Le corps est ainsi tout à la fois ce qu’il faut dépasser, le moyen de ce dépassement, et le fruit de ce dépassement – autrement dit, il s’agira (considérant le corps du point de vue de l’acte) de passer de l’acte profane à l’acte authentique – quoiqu’ils ne soient pas différents en réalité. Le Shingon distingue, en effet, trois sortes d’actes 三業 : le geste, la parole et la pensée. La pratique ascétique comporte ainsi les mudra (mystère physique : shinmitsu 身密), les mantra (mystère vocal, kumitsu ), le samādhi (mystère mental, imitsu 意密).  Voir Pierre Régnier, « Symbolique du corps et corps symbolique dans la contemplation Shingon », Le corps et le sabre selon Ueshiba Morihei, Editions du Cénacle, pp. 73-110.

Le déroulement de la contemplation A-ji kan.
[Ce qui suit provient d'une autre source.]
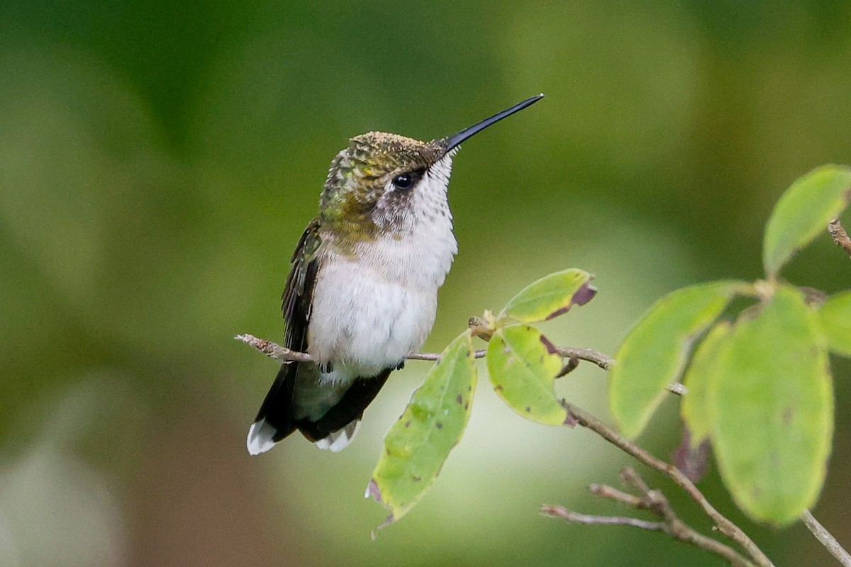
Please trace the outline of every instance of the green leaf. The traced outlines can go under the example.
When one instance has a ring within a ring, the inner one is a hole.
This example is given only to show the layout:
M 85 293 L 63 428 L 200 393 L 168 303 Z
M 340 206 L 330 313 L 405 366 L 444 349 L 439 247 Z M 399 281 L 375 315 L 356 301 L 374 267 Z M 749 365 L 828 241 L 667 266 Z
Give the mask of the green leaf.
M 680 413 L 691 433 L 692 447 L 709 436 L 715 422 L 714 406 L 709 405 L 709 388 L 717 374 L 717 360 L 722 349 L 729 345 L 733 326 L 721 321 L 712 327 L 694 351 L 686 370 L 683 383 L 687 391 L 683 396 Z
M 597 294 L 591 279 L 591 274 L 574 268 L 545 275 L 511 298 L 500 319 L 537 323 L 567 313 L 574 304 L 585 305 Z
M 851 200 L 851 167 L 822 166 L 798 179 L 774 206 L 765 227 L 762 264 L 774 279 L 795 252 L 809 244 Z
M 367 496 L 390 511 L 380 528 L 414 507 L 464 433 L 476 387 L 470 337 L 465 331 L 443 350 L 384 438 L 384 451 L 367 488 Z
M 718 468 L 740 507 L 778 525 L 800 518 L 825 480 L 833 395 L 816 317 L 797 290 L 778 287 L 736 323 L 709 403 Z
M 487 358 L 491 385 L 509 407 L 539 423 L 564 423 L 568 411 L 552 391 L 562 357 L 540 331 L 527 325 L 499 329 Z
M 828 348 L 851 356 L 851 292 L 831 295 L 817 313 Z
M 714 321 L 744 284 L 715 281 L 677 290 L 638 320 L 615 354 L 608 390 L 612 416 L 636 437 L 676 382 L 694 340 Z

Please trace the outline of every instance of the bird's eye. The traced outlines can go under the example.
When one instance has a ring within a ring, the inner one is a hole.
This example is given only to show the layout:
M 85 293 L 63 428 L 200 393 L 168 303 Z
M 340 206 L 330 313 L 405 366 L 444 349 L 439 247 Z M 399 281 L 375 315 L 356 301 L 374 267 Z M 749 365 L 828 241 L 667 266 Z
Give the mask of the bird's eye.
M 407 191 L 414 186 L 414 173 L 400 173 L 393 178 L 393 187 L 400 191 Z

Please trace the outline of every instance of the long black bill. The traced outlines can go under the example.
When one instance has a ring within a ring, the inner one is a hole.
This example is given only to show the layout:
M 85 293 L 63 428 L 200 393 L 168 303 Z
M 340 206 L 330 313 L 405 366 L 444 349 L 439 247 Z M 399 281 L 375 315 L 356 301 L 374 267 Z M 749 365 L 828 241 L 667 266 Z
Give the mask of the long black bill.
M 543 98 L 544 98 L 543 94 L 539 94 L 538 96 L 534 96 L 529 99 L 526 99 L 526 100 L 523 100 L 523 102 L 518 102 L 517 105 L 511 106 L 511 108 L 506 108 L 502 112 L 497 112 L 490 118 L 485 118 L 482 122 L 473 124 L 468 128 L 461 130 L 454 136 L 449 136 L 448 138 L 444 139 L 446 143 L 446 151 L 449 151 L 453 148 L 458 146 L 459 144 L 465 140 L 467 138 L 477 134 L 479 132 L 482 132 L 482 130 L 484 130 L 491 124 L 495 124 L 503 118 L 510 116 L 515 112 L 523 110 L 527 106 L 531 106 L 532 105 L 538 102 Z

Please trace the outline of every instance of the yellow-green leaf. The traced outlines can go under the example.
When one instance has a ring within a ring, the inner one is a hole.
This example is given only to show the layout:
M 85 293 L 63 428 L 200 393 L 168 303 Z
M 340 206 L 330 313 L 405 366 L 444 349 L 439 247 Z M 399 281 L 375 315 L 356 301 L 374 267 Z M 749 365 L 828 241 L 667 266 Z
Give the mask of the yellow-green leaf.
M 691 363 L 686 370 L 683 383 L 686 394 L 683 396 L 680 413 L 690 432 L 692 447 L 696 447 L 709 436 L 715 416 L 709 405 L 708 389 L 717 374 L 717 360 L 721 350 L 729 344 L 733 326 L 721 321 L 712 327 L 700 342 Z
M 499 329 L 487 358 L 491 385 L 509 407 L 539 423 L 564 423 L 567 410 L 552 391 L 562 357 L 540 331 L 527 325 Z
M 851 292 L 831 295 L 817 313 L 828 348 L 851 356 Z
M 778 287 L 736 323 L 709 388 L 724 484 L 750 516 L 778 525 L 815 503 L 831 450 L 832 383 L 815 319 L 797 290 Z
M 537 323 L 557 317 L 574 304 L 585 305 L 594 298 L 597 290 L 589 285 L 591 279 L 591 274 L 576 269 L 545 275 L 511 298 L 500 318 Z
M 466 427 L 475 387 L 466 331 L 443 350 L 384 438 L 384 451 L 367 488 L 367 496 L 390 511 L 379 527 L 402 518 L 434 483 Z
M 793 183 L 774 206 L 762 242 L 765 273 L 773 279 L 796 252 L 827 230 L 851 201 L 851 167 L 822 166 Z
M 683 371 L 694 340 L 742 285 L 715 281 L 677 290 L 638 320 L 615 354 L 608 390 L 612 416 L 625 435 L 642 432 L 665 395 L 665 386 Z

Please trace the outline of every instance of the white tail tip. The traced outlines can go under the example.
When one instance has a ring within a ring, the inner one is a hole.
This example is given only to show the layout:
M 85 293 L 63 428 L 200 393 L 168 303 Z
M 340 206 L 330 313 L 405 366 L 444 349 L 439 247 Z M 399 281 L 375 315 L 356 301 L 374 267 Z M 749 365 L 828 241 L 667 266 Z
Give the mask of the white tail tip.
M 355 438 L 355 434 L 357 433 L 360 425 L 361 420 L 356 419 L 342 429 L 334 431 L 325 439 L 319 439 L 315 445 L 320 449 L 327 449 L 332 453 L 339 453 L 349 446 L 351 439 Z
M 275 441 L 271 438 L 275 435 L 275 428 L 266 422 L 266 419 L 260 419 L 251 424 L 248 429 L 248 439 L 246 445 L 248 452 L 252 455 L 265 453 L 275 446 Z

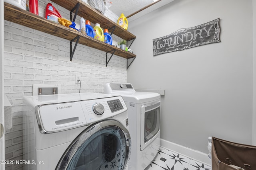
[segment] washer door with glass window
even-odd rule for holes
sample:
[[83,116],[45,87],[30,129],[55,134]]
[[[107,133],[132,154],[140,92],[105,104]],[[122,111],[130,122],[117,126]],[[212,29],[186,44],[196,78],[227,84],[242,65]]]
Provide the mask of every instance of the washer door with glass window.
[[56,170],[124,170],[131,152],[127,129],[119,122],[105,120],[90,126],[72,142]]
[[160,100],[142,105],[141,114],[140,150],[144,149],[160,133]]

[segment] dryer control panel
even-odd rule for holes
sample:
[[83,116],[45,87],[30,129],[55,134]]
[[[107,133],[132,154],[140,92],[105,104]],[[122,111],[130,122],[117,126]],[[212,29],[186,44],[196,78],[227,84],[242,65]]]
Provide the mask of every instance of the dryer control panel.
[[135,92],[135,90],[130,83],[108,83],[105,85],[104,93],[112,94],[115,93]]
[[126,111],[120,96],[45,105],[36,107],[39,129],[53,133],[90,125]]

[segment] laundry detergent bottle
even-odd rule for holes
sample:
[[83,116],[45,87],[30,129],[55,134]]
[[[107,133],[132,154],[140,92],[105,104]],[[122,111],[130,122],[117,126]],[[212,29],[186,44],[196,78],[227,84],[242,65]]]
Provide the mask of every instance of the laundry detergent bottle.
[[85,21],[85,33],[92,38],[94,37],[94,30],[91,26],[91,22],[88,20],[86,20]]
[[38,2],[37,0],[29,0],[29,12],[38,15]]
[[124,14],[122,13],[121,14],[120,17],[118,18],[118,20],[117,20],[117,24],[125,29],[127,30],[127,28],[128,28],[128,20],[124,16]]
[[58,23],[58,18],[62,18],[60,12],[48,3],[46,5],[45,10],[45,18],[51,21]]
[[104,42],[107,44],[112,45],[112,37],[108,33],[108,29],[104,29]]
[[80,32],[82,34],[86,34],[85,33],[85,20],[82,17],[80,19]]
[[102,41],[104,41],[104,33],[99,23],[96,23],[93,27],[94,30],[94,38]]

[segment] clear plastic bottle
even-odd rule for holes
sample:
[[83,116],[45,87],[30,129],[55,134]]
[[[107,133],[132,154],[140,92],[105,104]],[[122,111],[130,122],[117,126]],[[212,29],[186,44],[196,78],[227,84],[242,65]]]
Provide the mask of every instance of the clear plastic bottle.
[[93,27],[94,30],[94,38],[102,41],[104,41],[104,33],[99,23],[96,23]]
[[124,14],[122,13],[121,14],[120,17],[117,20],[117,24],[125,29],[127,29],[127,28],[128,28],[128,20],[124,16]]
[[82,17],[80,19],[80,32],[83,34],[86,34],[85,32],[85,20]]
[[86,34],[92,38],[94,37],[94,30],[91,25],[91,22],[88,20],[85,21],[85,32]]

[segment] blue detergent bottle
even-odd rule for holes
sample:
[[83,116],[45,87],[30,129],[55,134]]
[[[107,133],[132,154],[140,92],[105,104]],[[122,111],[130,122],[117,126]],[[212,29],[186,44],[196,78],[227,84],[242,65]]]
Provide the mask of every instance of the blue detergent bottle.
[[112,45],[112,37],[108,33],[108,29],[104,29],[104,42]]
[[88,20],[85,21],[85,33],[87,35],[92,38],[94,37],[94,30],[91,26],[91,22]]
Ces trois formes d’acte se retrouvent dans les différentes phases de la contemplation A-ji kan.  Comme son nom l’indique, cette ascèse consiste essentiellement dans la contemplation de la lettre A, sous sa forme sanskrite. En introduction, le moine en charge de l’enseignement nous donne les raisons du choix de la lettre A : dans le système shingon, le son A représente le commencement et la fin de l’univers manifesté ; il est aussi, nous dit-il, le premier cri de l’enfant, l’expiration du vieillard : il est prononcé spontanément au début et à la fin de l’existence – il est ainsi considéré comme « la mère de la multitude des sons ». Ainsi, la contemplation du caractère A doit-elle permettre de connaître la vacuité et la négation de toutes les entités (知諸法空無). « Cette Lettre A, explique Bernard Frank, est le Principe de la Pureté de notre Nature Originelle qui n’est ni duale ni différente d’avec celle des buddha des Dix directions et des Trois temps (= de tous les lieux et de tous les temps), non plus qu’avec celle de l’ensemble des êtres. Elle est, autrement dit, la substance de l’esprit d’Éveil ; elle est le Buddha en Corps d’Essence. Elle représente l’état de calme de toutes choses, elle est le Principe de leur Non-production et de leur Impérissabilité d’Origine. »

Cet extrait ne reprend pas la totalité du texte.